Troublée, la jeune femme pense qu’en réalité elle a dû s’endormir et qu’elle rêve. Après tout se dit-elle, si c’est un rêve autant me le faire beau. Qu’est-ce que je veux vraiment ? Elle plonge alors son regard dans le miroir et là, soudain apparaît le beau visage d’un jeune homme qui lui sourit.
Elle approche sa main du visage qui l’observe à présent avec sérieux et soudain, il lui tend une main à travers le miroir. Elle s’en saisit et le temps s’accélère. Elle se voit un an plus tard avec un ventre rebondit, elle découvre des pays qu’elle n’a jamais vu. A nouveau le temps file entre ses doigts et elle se voit dix ans plus tard. Son compagnon lui sourit, il tient la main d’un jeune garçon et elle celles de deux jolies petites blondes qui lui ressemblent. Ils se dirigent ensemble vers une maisonnette entourée de fleurs de fruits et de beaux légumes. Près de là, elle aperçoit une forêt où passent de animaux. La faune et la flore sont généreuses à cet endroit.
A nouveau le temps s’est accéléré et là voici avec son mari, des années plus tard. Leurs cheveux ont blanchi. Ils sont à bord d’une barque avec cinq jeunes enfants qui les appellent papy et mamy. Elle se voit quitter la barque avec eux et rejoindre sa cuisine. Puis les petits et elle se mettent à éplucher des pommes et des poires et les voilà au-dessus des marmites de cuivre où cuisent les confitures. Le miroir s’est troublé et la voici à nouveau dans sa chambre, le visage baigné de larmes.
« C’est cela que je veux ! Ce que je viens de voir dans ce miroir, ce bonheur tout simple avec un homme qui m’aime et des enfants que nous aimerons à notre tour. »
A peine a-t-elle dit le dernier mot que le miroir disparaît. Le jeune homme aperçu dans le miroir est là, devant elle. Il lui tend sa main.
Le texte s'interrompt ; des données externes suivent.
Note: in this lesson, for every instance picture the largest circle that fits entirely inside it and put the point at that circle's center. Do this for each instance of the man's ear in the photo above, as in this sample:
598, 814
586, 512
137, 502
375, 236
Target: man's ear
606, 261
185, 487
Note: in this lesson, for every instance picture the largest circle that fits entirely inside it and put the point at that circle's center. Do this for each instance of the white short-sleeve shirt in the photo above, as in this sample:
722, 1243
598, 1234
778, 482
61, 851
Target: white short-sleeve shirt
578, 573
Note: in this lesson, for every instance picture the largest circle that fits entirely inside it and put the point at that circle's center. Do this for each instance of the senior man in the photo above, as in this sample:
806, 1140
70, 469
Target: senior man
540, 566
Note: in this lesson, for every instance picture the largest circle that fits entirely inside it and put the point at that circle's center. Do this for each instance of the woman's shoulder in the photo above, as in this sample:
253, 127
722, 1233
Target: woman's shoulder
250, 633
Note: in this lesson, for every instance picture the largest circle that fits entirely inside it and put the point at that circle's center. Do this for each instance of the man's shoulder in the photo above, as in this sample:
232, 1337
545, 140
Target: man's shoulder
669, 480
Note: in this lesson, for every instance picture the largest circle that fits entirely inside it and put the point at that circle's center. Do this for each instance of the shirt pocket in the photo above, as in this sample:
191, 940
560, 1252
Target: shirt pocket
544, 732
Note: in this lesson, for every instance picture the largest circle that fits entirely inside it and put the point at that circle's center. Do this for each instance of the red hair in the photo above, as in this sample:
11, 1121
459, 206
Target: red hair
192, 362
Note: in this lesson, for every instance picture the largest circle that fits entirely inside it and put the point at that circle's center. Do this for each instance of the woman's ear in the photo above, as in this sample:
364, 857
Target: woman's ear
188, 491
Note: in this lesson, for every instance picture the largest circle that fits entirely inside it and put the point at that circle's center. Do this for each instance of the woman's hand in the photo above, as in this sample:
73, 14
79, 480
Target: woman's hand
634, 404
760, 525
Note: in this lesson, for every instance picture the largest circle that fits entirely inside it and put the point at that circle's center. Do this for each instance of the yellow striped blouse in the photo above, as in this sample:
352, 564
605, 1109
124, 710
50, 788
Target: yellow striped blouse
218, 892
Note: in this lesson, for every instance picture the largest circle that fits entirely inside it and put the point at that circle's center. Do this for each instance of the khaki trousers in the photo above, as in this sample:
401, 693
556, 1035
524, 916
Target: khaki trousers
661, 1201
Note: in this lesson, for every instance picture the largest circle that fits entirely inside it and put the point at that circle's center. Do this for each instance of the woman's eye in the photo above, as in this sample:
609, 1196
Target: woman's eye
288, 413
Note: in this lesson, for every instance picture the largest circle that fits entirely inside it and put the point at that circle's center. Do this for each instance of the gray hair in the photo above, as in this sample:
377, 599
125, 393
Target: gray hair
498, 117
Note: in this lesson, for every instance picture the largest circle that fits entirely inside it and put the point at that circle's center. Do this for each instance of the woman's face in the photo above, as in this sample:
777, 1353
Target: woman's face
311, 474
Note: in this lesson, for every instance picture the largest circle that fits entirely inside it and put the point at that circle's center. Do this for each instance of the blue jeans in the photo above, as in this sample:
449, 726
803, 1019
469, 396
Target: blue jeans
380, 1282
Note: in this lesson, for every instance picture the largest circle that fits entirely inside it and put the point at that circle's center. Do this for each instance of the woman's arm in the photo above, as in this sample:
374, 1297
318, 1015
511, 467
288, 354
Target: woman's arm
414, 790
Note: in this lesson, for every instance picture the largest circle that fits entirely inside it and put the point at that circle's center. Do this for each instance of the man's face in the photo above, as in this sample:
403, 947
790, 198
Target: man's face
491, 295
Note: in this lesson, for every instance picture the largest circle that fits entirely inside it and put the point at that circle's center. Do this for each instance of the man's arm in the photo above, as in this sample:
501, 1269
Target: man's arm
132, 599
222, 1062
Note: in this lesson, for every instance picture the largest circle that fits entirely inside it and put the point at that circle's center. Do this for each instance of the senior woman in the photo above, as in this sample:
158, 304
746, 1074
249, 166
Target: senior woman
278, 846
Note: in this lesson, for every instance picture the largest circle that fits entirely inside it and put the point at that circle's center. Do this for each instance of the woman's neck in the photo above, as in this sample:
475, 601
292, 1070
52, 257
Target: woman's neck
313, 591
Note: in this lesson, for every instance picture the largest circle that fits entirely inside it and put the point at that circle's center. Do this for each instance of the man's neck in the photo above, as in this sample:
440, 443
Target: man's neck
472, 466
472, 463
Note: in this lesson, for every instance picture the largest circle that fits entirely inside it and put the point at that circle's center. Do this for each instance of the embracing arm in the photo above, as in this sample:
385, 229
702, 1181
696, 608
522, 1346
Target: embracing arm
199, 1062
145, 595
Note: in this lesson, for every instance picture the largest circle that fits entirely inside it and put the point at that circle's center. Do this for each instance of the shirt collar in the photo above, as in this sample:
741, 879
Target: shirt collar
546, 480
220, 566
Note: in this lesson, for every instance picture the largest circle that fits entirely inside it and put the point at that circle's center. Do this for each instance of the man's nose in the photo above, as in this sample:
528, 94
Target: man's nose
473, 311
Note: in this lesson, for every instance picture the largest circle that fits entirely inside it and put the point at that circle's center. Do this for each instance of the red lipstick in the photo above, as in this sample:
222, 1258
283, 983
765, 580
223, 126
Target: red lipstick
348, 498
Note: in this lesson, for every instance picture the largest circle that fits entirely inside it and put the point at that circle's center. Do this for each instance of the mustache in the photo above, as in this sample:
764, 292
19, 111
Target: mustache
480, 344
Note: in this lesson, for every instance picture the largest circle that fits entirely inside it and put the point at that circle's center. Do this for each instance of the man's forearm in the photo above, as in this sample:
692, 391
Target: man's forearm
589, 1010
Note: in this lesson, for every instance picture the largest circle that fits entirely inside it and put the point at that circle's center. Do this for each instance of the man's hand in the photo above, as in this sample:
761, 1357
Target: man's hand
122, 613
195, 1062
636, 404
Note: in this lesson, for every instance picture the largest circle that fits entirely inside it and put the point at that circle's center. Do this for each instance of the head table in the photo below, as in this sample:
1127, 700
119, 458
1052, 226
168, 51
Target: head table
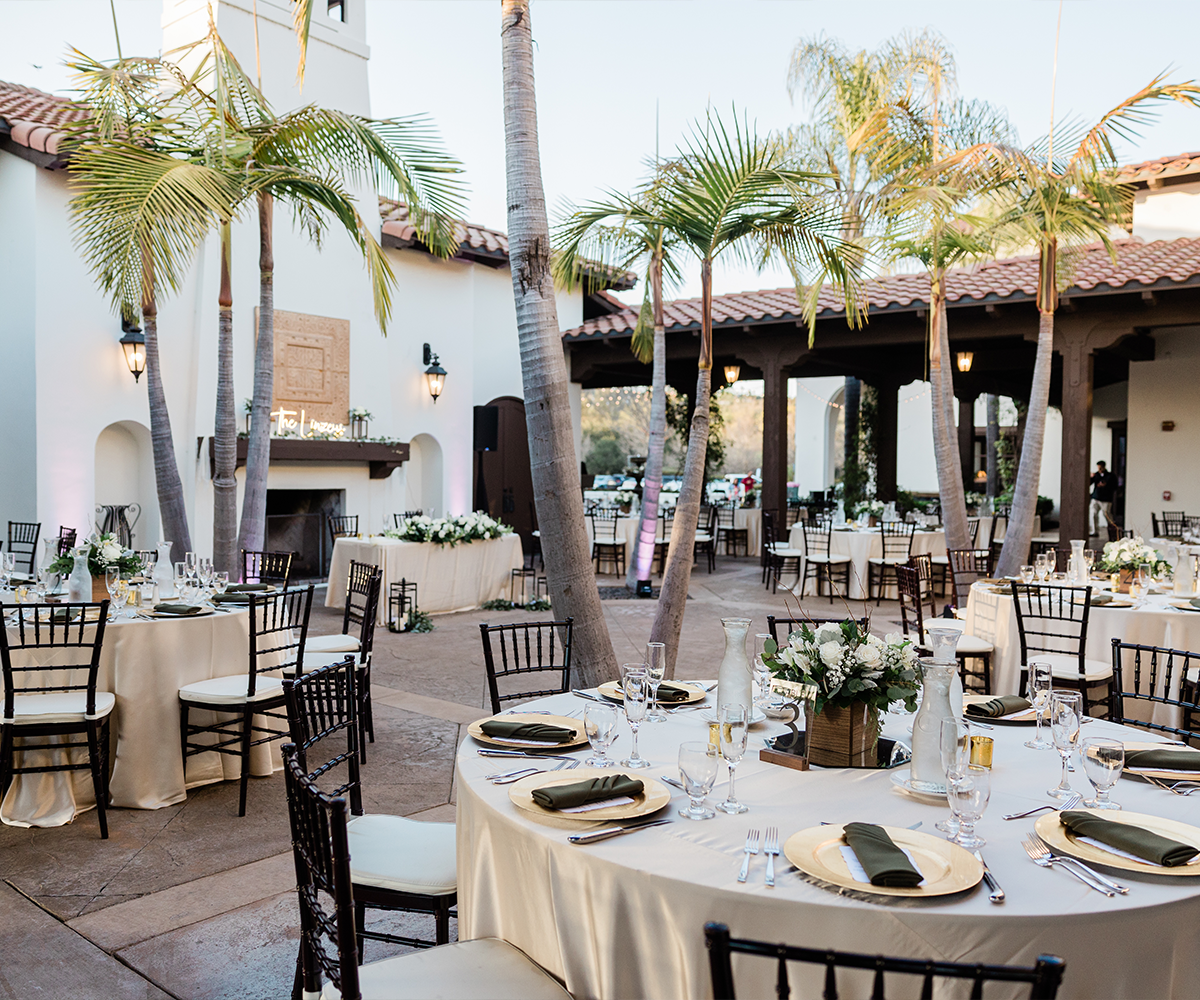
624, 917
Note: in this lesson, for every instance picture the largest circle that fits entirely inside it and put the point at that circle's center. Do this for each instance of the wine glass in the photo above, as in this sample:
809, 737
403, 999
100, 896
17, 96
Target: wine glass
1041, 687
600, 726
655, 668
969, 794
697, 771
1065, 722
1103, 762
635, 687
733, 746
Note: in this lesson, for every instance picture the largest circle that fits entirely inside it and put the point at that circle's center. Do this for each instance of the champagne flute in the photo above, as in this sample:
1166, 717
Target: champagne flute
1041, 688
655, 668
733, 747
1065, 722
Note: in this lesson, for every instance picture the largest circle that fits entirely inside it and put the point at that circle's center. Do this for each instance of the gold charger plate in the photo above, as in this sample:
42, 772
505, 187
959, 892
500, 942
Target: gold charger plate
653, 797
947, 867
1056, 836
611, 689
576, 725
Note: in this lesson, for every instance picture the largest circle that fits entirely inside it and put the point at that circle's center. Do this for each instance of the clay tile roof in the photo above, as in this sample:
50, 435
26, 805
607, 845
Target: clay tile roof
1014, 279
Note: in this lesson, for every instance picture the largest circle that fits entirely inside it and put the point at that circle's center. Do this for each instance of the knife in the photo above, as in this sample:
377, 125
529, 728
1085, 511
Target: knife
997, 893
597, 836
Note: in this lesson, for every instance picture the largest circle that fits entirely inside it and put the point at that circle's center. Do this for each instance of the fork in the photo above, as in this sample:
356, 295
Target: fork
751, 848
771, 849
- Viens avec moi, quitte ce lieu sans amour !
Il touche du bout du doigt le mur qui s’efface. Derrière, au lieu du vide qui donne sur les douves, il y a un chemin forestier. Elle le regarde et se lève.
Attends-moi, lui dit-elle.
Elle s’installe à son bureau et écris une lettre pour ces parents.
« Adieu ! Vous n’avez pas su m’aimer et vous avez rejeté tout l’amour que je rêvais de vous offrir. A la place, vous avez voulu m’imposer vos choix. Je pars avec celui que j’ai choisi. Je vous pardonne tout le mal que vous m’avez fait. Soyez en paix ! »
Quand elle a fini, elle se lève et va vers celui qui a gagné son cœur sans dire grand-chose. Ensemble ils traversent le mur. Quand elle se retourne le château familial a disparu. Elle est devant la jolie maisonnette du miroir.
- Qui es-tu ?
- Est-ce important ?
- Je l’ignore, mais j’aimerais savoir.
- Je suis l’amour que tu appelais depuis si longtemps. Moi aussi j’ai reçu un miroir et je t’y ai vue. J’ai été touché par ta tristesse et par la cruauté de tes parents, alors j’ai fait le vœu de dessiner des sourires sur ton joli visage et je me suis retrouvé dans ta chambre.
- D’où peuvent-ils venir ces miroirs ?
- Je l’ignore, mais ils répondent visiblement au manque d’amour.
Et c’est ainsi que nos deux tourtereaux se marièrent et eurent non pas trois, mais quatre jolis enfants. Deux garçons et deux filles, qui à leur tour des années plus tard leur firent de merveilleux petits enfants et vous savez quoi…
Dans cette famille, quand les enfants avaient été bien sages, les parents leur racontaient l’histoire des miroirs d’amour pour les endormir sur de jolis rêves.